– И кто эт-то был? – осклабившись, спросил Мэсел.
– Кто-кто? Дядя твой! Неужто он тебе не рассказывал?
– Нет, ик… Слушайте, парни, я, ка-атся, перебрал… – Мэсел помотал головой и снова икнул. – Я, п-жалуй, лягу…
– Ага, а я лягу-прилягу… – в тон ему пропел Кравец и спросил у Захарова: – Так что сталось со Скворцовым?
– А ничего. Выпустился из училища и золотую медаль получил. Только нервы ему, конечно, изрядно попортили. На парткомиссию вызывали, чихвостили. Особенно дядя Мэселовский старался. Он ведь Скворцова в штаб училища и доставил, а тот, как знакомый забор увидел, стал руль у Мэсела-старшего из рук вырывать, хотел его из машины выпихнуть…
– Во даёт! И как это ему такие подвиги простили?
– Мусор из избы выносить, наверно, не захотели.
– Во-первых, не мусор, а сор, – поправил Кравец. – Во-вторых, не выносить, а выметать…
– Ладно, грамотей выискался. Выпей с моё, тогда посмотрим, – язык у Захарова заплетался.
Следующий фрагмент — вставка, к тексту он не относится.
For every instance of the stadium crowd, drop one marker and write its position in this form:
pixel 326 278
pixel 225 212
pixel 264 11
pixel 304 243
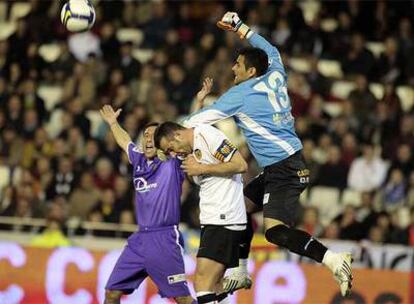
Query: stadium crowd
pixel 71 170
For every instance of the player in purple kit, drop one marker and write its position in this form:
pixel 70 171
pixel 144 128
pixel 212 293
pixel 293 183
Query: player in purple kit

Третья бутылка явно была лишней. Это почувствовал и Кравец. Мэсел тем временем уже спал на нарах, посвистывая и похрюкивая. Кравец и Захаров тоже закемарили, сидя на ящиках, прислонясь к стене.
Первым проснулся Кравец. Его разбудили какие-то неприятные, утробные звуки. Очухавшись, он увидел, что Мэсела выворачивает прямо на полушубок, которым он укрыт. Лицо у него бледное, будто неживое, глаза закатились.
– Юрка, проснись! Мэселу плохо! – растолкал Кравец друга.
– А кому сейчас хорошо? – пробурчал Захаров, но глаза открыл. Посмотрел на Мэсела, выругался и предложил: – Слышь, Сань, надо его на бок перевернуть, а то захлебнётся своей парашей! Такое бывает, мне рассказывали.
– Какое там, на бок! Посмотри на эту скотину! Он и так нам все нары изгадил… Как спать будем? Чуешь, вонища? Давай его в нежилую половину оттащим, может, быстрее придёт в себя на сквозняке…
Они поволокли вяло сопротивляющегося Мэсела к двери. Тут состав начал притормаживать и остановился. Захаров распахнул дверь теплушки.
– Сань, на семафоре стоим, вокруг поле, – проинформировал он.
– Всё-таки это Шалов задержал эшелон по радио и едет к нам на дрезине!
– Скажешь тоже, на дрезине… Нас теперь и на вертолёте не догонишь! Мы уже часа четыре прём без остановок!
– Ладно, Юрка, хрен с ним, с Шаловым. Надо, чтобы Мэсел в себя пришёл…
– Ага! Давай его в снег окунём – сразу очухается!
Процесс транспортировки Мэсела на заснеженный откос занял минут десять. Справившись с этим непростым делом, они старательно растёрли снегом его лицо, почистили пэша. Не сговариваясь, поволокли обмякшего Мэсела обратно. Сил хватило только, чтобы приподнять его и забросить в вагон до половины: голова и корпус внутри, а ноги свешиваются снаружи.